Good life, virtuous city
Elaborating on this point, the ninth century Muslim philosopher Abu Nasr al-Farabi articulated the notion of the “virtuous city” as the basis of a just and humane political order. In “The Views of the Inhabitants of the Virtuous City,” he gives an elaborate discussion of how a political order based on reason and virtue arises out of a comprehensive metaphysics and cosmology. The goal of the political order is to enable human beings to lead a virtuous life, and this is a sine qua non for our happiness. It is an order based on principles of reason, justice, virtue and accountability. It is a socio-political system in which ethics of coexistence prevail and allow different human communities to live together to work for the common good.
The reason I brought up Aristotle and al-Farabi is because the existing global order lacks something fundamental, so much so that billions of people are still living under conditions that hurt human dignity and in some cases deprive them of their humanity. Whether we talk about human trafficking, identity-based grievances or extreme poverty, we are dealing with something that goes beyond technical programs or aid.
The growing gap between the rich and the poor of the world is an alarming indication of this. What produces wealth and what leads to poverty are issues for which we can provide alternative explanations. The way we exploit the world has something to do with the way we want to achieve a degree of material wealth and prosperity. The race for development and hyper-development is one of the defining elements of our age. Governments, international corporations, free markets, mega companies and the millions of people who make them work are all part of what we now call the global economy.
But a more fundamental moral question is what we ought to do with the wealth we have. Without denying the existence of successful programs of economic development and equal distribution of wealth, we are still lacking an ethics of sharing that would minimize rather than deepen the gap between the rich and the poor. This is a moral principle that underscores our common humanity and reminds us that there is more to our being in the world than a ruthless race for profit and interest.
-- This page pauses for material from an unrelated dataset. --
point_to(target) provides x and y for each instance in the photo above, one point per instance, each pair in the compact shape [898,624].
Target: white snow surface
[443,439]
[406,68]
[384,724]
It stresses that we are all children of Adam and Eve and that we all share the world because none of us owns it. A higher moral principle than geography or economy or politics unites us.
The ethics of coexistence and the ethics of sharing are the two pillars on which a new global order based on justice, equality and human dignity can function. As we look at the next decade during which we want to reduce the number of LDC countries, we need to introduce major changes in the existing international order and develop a new perspective on wealth, poverty and interdependence. As our world becomes more and more globalized and interdependent, we cannot pretend to ignore that these are not our problems and that we can simply concentrate on our own national priorities. The ethics of sharing is not simply a lofty moral ideal. It has real consequences in life and can change the way we inhabit the world and deal with issues of development and poverty.
Turkey is hosting the LDC conference this year and will assume responsibility for the LDCs for the next 10 years because we believe the culture of coexistence and the ethics of sharing are absolutely necessary for a just global political order that will secure human dignity and allow a genuine moral cosmopolitanism to flourish. Turkey’s commitment to allocate to LDCs around $200 million per year, as announced by Prime Minister Recep Tayyip Erdoğan on May 9, increase investment and credit lines and help them achieve the Millennium Development Goal shows Turkey’s sincere effort to act as a moral voice in international relations. Seeking to become the voice of global conscience is a difficult yet most rewarding task.